I distinctly remember, for instance, counselling a young mother about first trimester screening. The woman had left high school in year 10 and fallen pregnant with her first child not long afterwards. During this particular consultation, I had confirmed she was seven weeks pregnant with her second child. Keen to ensure that the young woman was aware of all her options, I launched into a discussion about first trimester screening. “If you decide to have the test,” I began, “the result will come back as either low or high risk. A low-risk result is reassuring but doesn’t completely exclude a chromosomal abnormality. A high-risk result doesn’t necessarily mean there is an issue with your baby…” As I spoke, I watched new frown lines form across her youthful face.
For all our complaints about a diminishing respect for scientific expertise, many patients still place enormous faith in modern medicine. I’ve lost count of the number of times female patients have assumed their recent Pap test screened them for not only cervical cancer but all gynaecological malignancies. It is likely the new and renamed cervical screening test will go some way to addressing this misunderstanding, but it is also the responsibility of health professionals to ensure patients are not the unwitting victims of such false assumptions.
Doctors know that the patient who requests a test for everything often has cancer at the back of their mind. A little bit of probing will frequently reveal that a close friend or relative has recently received a cancer diagnosis. On occasion, the friend or relative in question has even encouraged the patient to present to their GP for testing.

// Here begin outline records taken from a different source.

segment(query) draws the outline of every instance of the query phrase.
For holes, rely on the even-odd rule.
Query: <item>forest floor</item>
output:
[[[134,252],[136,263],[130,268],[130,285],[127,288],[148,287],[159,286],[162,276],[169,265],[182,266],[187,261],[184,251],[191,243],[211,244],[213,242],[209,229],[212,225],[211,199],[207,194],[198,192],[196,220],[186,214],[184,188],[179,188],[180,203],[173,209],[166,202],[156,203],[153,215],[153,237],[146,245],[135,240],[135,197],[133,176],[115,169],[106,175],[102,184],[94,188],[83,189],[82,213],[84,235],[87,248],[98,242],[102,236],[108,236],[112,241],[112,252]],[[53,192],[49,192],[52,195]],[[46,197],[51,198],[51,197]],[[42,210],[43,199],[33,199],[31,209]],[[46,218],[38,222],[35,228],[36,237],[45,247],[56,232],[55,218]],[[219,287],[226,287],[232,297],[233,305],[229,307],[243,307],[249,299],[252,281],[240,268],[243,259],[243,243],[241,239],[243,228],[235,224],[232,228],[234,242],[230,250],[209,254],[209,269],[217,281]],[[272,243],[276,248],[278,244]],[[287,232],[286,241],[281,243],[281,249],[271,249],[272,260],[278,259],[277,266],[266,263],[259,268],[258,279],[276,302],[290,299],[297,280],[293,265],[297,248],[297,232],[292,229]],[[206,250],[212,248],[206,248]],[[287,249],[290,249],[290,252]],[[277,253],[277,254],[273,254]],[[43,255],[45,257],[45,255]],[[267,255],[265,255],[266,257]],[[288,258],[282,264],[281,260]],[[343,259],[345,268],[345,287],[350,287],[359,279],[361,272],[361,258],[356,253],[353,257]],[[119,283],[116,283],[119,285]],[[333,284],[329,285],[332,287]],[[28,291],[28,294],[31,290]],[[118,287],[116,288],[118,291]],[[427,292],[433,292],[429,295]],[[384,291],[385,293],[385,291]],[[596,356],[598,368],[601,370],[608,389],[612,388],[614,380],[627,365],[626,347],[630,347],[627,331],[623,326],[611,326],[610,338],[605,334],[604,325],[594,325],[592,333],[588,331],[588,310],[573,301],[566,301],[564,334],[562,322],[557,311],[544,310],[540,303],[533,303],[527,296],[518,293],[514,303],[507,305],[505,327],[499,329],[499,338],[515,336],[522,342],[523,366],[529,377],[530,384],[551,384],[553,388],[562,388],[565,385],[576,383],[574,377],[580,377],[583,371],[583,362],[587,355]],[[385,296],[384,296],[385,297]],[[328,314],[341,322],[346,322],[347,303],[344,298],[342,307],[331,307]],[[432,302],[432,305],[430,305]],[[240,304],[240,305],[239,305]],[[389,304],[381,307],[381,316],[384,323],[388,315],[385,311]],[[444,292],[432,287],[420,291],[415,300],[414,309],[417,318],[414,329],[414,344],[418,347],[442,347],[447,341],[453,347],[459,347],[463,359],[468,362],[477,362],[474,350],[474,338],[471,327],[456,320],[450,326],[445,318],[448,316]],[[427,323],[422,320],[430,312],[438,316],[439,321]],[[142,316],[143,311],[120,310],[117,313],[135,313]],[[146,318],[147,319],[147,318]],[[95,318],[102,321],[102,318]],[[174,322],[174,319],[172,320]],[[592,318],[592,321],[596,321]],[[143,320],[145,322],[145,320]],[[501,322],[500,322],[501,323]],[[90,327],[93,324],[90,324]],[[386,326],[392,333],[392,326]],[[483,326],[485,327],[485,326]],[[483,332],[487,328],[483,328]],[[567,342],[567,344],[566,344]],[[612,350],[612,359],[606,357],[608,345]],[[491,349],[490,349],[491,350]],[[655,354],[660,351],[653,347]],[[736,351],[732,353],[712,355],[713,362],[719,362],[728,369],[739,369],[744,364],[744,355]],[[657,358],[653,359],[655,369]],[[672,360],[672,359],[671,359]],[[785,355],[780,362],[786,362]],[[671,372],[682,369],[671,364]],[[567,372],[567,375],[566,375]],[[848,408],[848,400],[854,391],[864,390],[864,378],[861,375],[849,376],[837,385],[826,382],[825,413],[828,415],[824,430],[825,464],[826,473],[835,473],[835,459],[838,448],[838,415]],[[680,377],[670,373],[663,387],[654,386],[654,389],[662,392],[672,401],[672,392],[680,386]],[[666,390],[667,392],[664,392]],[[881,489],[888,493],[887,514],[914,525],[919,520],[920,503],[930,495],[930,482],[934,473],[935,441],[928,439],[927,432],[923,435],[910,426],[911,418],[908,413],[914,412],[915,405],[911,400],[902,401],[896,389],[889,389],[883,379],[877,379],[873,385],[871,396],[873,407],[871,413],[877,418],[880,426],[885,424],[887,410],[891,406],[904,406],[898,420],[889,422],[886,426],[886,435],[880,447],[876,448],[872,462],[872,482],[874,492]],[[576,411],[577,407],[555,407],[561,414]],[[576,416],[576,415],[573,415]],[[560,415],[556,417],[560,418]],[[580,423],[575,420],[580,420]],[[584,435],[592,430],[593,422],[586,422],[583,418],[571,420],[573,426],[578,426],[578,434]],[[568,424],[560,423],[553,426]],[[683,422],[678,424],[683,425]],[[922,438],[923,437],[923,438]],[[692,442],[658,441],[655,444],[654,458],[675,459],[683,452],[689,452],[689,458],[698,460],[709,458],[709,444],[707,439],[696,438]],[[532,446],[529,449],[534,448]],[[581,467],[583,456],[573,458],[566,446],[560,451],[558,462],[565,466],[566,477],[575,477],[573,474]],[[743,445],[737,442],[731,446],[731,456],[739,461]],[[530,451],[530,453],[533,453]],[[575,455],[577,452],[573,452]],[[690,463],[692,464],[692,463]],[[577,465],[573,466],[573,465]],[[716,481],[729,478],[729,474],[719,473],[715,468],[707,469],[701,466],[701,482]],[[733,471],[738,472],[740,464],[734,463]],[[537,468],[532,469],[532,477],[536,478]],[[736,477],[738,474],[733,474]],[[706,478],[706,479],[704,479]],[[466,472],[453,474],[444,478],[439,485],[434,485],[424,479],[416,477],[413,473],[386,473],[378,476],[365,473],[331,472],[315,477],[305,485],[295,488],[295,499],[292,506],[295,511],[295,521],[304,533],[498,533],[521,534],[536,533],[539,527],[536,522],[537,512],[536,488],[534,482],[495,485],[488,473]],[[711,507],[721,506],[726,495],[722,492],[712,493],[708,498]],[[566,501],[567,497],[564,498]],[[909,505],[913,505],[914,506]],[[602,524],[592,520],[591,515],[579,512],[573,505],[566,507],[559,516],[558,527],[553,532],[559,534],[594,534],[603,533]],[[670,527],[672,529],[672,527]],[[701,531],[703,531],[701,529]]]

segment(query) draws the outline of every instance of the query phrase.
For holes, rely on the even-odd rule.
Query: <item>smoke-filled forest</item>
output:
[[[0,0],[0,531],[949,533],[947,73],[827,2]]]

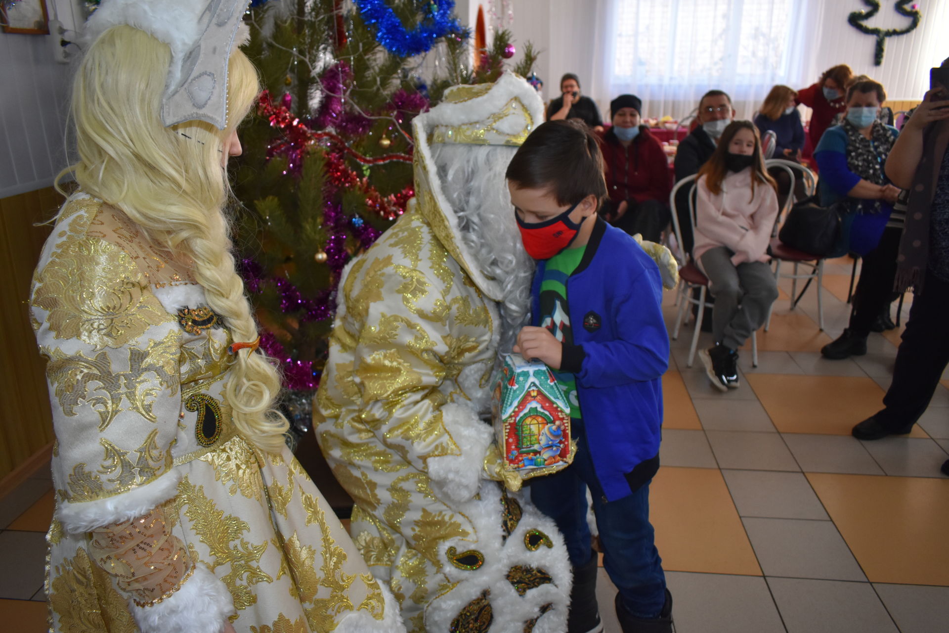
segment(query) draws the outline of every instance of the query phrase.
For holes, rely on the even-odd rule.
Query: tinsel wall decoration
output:
[[[880,65],[884,63],[884,53],[885,52],[887,37],[911,33],[916,30],[917,27],[920,26],[920,20],[922,19],[922,13],[920,11],[919,4],[913,3],[910,6],[912,1],[913,0],[897,0],[897,2],[894,3],[893,9],[897,13],[900,15],[905,15],[912,20],[909,23],[909,26],[904,28],[878,28],[867,27],[864,24],[880,11],[880,0],[864,0],[864,4],[869,7],[869,9],[853,11],[847,17],[847,21],[851,27],[862,33],[873,35],[877,38],[877,45],[873,53],[874,65]]]
[[[376,40],[397,57],[427,52],[438,38],[464,32],[455,17],[455,0],[431,0],[421,5],[422,18],[419,26],[406,30],[384,0],[356,0],[363,21],[376,29]]]

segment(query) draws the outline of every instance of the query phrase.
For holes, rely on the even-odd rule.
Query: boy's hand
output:
[[[517,334],[514,353],[524,358],[543,361],[551,369],[560,369],[564,358],[564,345],[546,327],[528,326]]]

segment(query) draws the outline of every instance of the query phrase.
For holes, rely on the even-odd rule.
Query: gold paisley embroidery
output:
[[[448,562],[459,569],[474,571],[484,565],[484,554],[477,549],[468,549],[459,552],[454,547],[445,550]]]
[[[48,313],[54,338],[96,350],[134,343],[172,319],[128,254],[94,237],[65,240],[37,273],[31,305]]]
[[[95,565],[83,549],[63,559],[50,574],[49,608],[58,619],[58,631],[109,631],[135,633],[138,627],[125,599],[112,586],[108,574]]]
[[[527,565],[515,565],[508,569],[507,579],[522,596],[541,585],[553,583],[553,578],[545,569]]]
[[[491,607],[491,589],[485,589],[481,595],[465,605],[464,608],[452,620],[448,628],[451,633],[487,633],[494,613]]]
[[[99,431],[104,431],[122,411],[129,410],[157,422],[152,413],[156,397],[162,390],[175,396],[178,390],[177,358],[181,335],[171,331],[160,341],[151,341],[144,349],[128,350],[128,371],[112,369],[108,351],[94,358],[83,352],[65,354],[59,347],[47,350],[47,378],[65,416],[75,416],[76,407],[88,405],[99,414]]]
[[[230,566],[228,573],[221,580],[233,597],[234,608],[244,609],[257,602],[251,586],[257,583],[270,583],[273,579],[260,568],[260,557],[270,545],[264,541],[254,545],[243,538],[251,526],[233,514],[225,514],[218,510],[214,500],[204,493],[204,486],[195,486],[185,475],[178,484],[178,503],[184,514],[192,522],[192,528],[209,549],[212,561],[204,561],[214,571],[222,566]],[[193,560],[198,560],[192,552]]]
[[[283,613],[277,616],[272,624],[251,625],[251,633],[309,633],[309,626],[303,616],[293,622]]]

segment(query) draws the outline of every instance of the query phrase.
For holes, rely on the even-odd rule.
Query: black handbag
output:
[[[791,207],[777,236],[783,244],[812,255],[838,254],[842,248],[839,205],[822,207],[816,195],[804,198]]]

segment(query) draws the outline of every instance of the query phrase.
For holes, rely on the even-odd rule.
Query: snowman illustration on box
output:
[[[493,419],[504,468],[521,479],[549,475],[573,460],[570,406],[543,363],[505,356],[494,388]]]

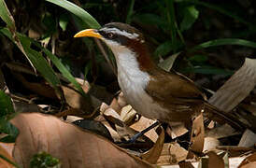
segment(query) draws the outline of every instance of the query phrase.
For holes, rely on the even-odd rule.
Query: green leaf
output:
[[[129,6],[129,10],[128,10],[127,17],[126,17],[126,21],[125,21],[128,24],[131,23],[131,20],[132,20],[131,18],[134,13],[134,6],[135,6],[135,0],[131,0],[130,6]]]
[[[178,53],[175,53],[175,54],[169,56],[167,59],[165,59],[164,61],[158,63],[159,67],[161,67],[162,69],[169,72],[171,70],[171,68],[173,67],[173,64],[174,64],[174,62],[175,62],[176,58],[179,54],[180,54],[180,52],[178,52]]]
[[[157,47],[157,49],[154,51],[155,56],[164,56],[167,53],[169,53],[172,50],[172,41],[168,40]]]
[[[63,31],[65,31],[67,23],[68,23],[68,16],[66,14],[61,15],[59,24]]]
[[[238,45],[238,46],[245,46],[245,47],[256,49],[256,43],[252,41],[244,40],[240,38],[222,38],[222,39],[215,39],[215,40],[210,40],[210,41],[202,43],[192,48],[189,51],[194,51],[204,48],[210,48],[210,47],[217,47],[217,46],[223,46],[223,45]]]
[[[74,15],[80,18],[91,28],[99,29],[101,27],[100,24],[96,21],[96,20],[93,17],[92,17],[87,11],[85,11],[81,7],[78,7],[77,5],[69,1],[66,1],[66,0],[46,0],[46,1],[67,9]]]
[[[61,161],[57,158],[46,152],[40,152],[33,156],[30,168],[60,168]]]
[[[33,49],[31,49],[31,41],[28,37],[18,34],[21,45],[24,50],[37,71],[44,77],[44,78],[57,91],[61,85],[60,79],[55,75],[53,69],[49,65],[42,54]]]
[[[7,157],[3,156],[0,154],[0,158],[3,159],[4,161],[7,161],[8,163],[14,165],[17,168],[21,168],[18,164],[16,164],[15,162],[13,162],[12,161],[10,161],[9,159],[7,159]]]
[[[7,29],[0,29],[0,32],[14,42],[14,39],[11,36],[11,33]],[[49,65],[48,62],[45,60],[42,54],[31,49],[31,39],[19,33],[17,34],[17,38],[19,39],[19,41],[21,41],[21,45],[23,49],[23,53],[26,54],[27,58],[32,63],[32,64],[44,77],[44,78],[58,91],[58,93],[63,95],[63,92],[59,88],[59,86],[61,85],[60,79],[57,77],[55,72]]]
[[[188,60],[194,63],[205,63],[208,60],[208,57],[206,55],[193,55]]]
[[[133,21],[137,21],[144,24],[158,25],[161,27],[167,26],[167,22],[158,15],[151,13],[136,14],[133,17]]]
[[[10,97],[7,96],[3,91],[0,91],[0,118],[7,119],[7,116],[14,114],[14,108]]]
[[[224,69],[213,67],[213,66],[194,66],[192,68],[186,68],[183,70],[184,73],[193,72],[195,74],[206,74],[206,75],[226,75],[231,76],[234,74],[233,71],[227,71]]]
[[[5,0],[0,0],[0,17],[7,24],[9,29],[15,30],[14,20],[5,3]]]
[[[19,131],[8,121],[14,115],[15,111],[10,97],[3,91],[0,91],[0,133],[7,134],[0,139],[0,142],[15,142]]]
[[[0,119],[0,132],[7,135],[0,139],[0,142],[14,143],[19,135],[19,130],[5,119]]]
[[[187,7],[184,10],[184,18],[180,23],[180,31],[188,30],[192,27],[199,16],[199,11],[194,6]]]
[[[88,97],[88,95],[83,91],[81,86],[78,83],[78,81],[74,78],[74,77],[70,74],[70,72],[66,69],[66,67],[62,63],[62,62],[55,55],[53,55],[50,50],[48,50],[47,49],[41,46],[39,47],[50,59],[53,64],[59,69],[59,71],[63,74],[63,76],[66,77],[84,97]]]

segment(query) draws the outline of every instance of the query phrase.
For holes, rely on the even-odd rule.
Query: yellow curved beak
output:
[[[97,33],[95,29],[86,29],[78,32],[78,34],[74,35],[74,37],[84,37],[84,36],[102,38],[102,35],[99,33]]]

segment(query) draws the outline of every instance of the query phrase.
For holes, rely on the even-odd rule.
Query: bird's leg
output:
[[[148,127],[148,128],[142,130],[141,132],[137,133],[136,134],[135,134],[129,141],[127,141],[127,143],[131,143],[131,144],[135,143],[140,136],[142,136],[144,133],[146,133],[147,132],[149,132],[152,128],[155,128],[159,124],[160,124],[160,122],[156,121],[155,123],[153,123],[149,127]]]

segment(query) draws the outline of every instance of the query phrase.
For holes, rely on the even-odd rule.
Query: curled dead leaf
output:
[[[222,158],[218,156],[215,152],[209,151],[206,153],[208,155],[209,160],[208,160],[208,168],[224,168],[224,161]]]
[[[190,149],[196,153],[201,153],[204,148],[205,128],[203,114],[198,115],[192,121]]]
[[[24,168],[40,151],[59,159],[64,168],[152,167],[110,141],[52,116],[19,114],[11,122],[20,130],[13,157]]]
[[[13,146],[14,144],[0,143],[0,155],[11,161],[14,161],[11,156]],[[7,161],[0,158],[0,168],[14,168],[14,166]]]
[[[251,165],[249,165],[249,163],[252,163]],[[254,167],[256,166],[256,153],[253,153],[244,159],[244,161],[239,164],[238,168],[249,168],[249,167]]]
[[[161,155],[164,143],[164,130],[163,129],[163,127],[160,127],[160,128],[161,128],[161,133],[156,143],[152,147],[152,148],[150,148],[149,151],[141,155],[141,158],[143,160],[150,162],[151,164],[155,164],[157,162],[157,160],[159,159]]]

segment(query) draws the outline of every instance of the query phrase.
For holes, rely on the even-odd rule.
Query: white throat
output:
[[[166,109],[159,106],[145,91],[150,77],[147,72],[140,70],[135,52],[116,42],[105,42],[115,55],[119,85],[127,103],[146,118],[164,118],[162,114],[165,114]]]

Unfortunately, what this well-meaning friend has failed to tell the patient is that modern medicine is not yet capable of testing for all types of cancer. Some, such as cervical cancer and bowel cancer, lend themselves to screening because non-invasive tests exist, with good sensitivity and specificity for picking up the disease. But other cancers – ovarian cancer being the one I get asked about most frequently – don’t have the benefit of such reliable screening tests. In a landmark research paper published in a recent edition of The Lancet, scientists confirmed that screening for ovarian cancer using a combination of ultrasound and tumour markers does not, sadly, save lives.
In Australia, data suggests that over testing of patients is an important and growing problem. In addition to the financial burden, there is the very real issue of iatrogenic harm – illness caused by medical examination or the treatment itself. Incidental findings that pop up on well-intentioned blood tests can unleash a cascade of further blood tests, X-rays and other invasive investigations, all of which serve to increase, rather than decrease, patient anxiety. I’ve seen this occur many times. More times, in fact, than I’ve seen a case of ovarian cancer.
It’s not easy to look a patient in the eye and tell them you can’t be sure they won’t get cancer. Nor is it easy to face expectant parents and tell them you can’t guarantee them a healthy child. As a medical student, I never envisaged I would one day be negotiating such fraught conversations with my patients. To some extent, I feel let down by my lecturers, who had me believe that medicine was a precise science, and if I studied hard enough, I, too, could have all the answers.
The medical profession hasn’t always been so rejecting of uncertainty. In the process of researching this article, I learnt that medical uncertainty was not only acknowledged but discussed extensively by prominent doctors as far back as the 19th century. It was Sir William Osler, the Canadian physician and founding professor of The Johns Hopkins Hospital, who said, “Medicine is a science of uncertainty and an art of probability.” I wish someone had gifted me that quote 20 years ago.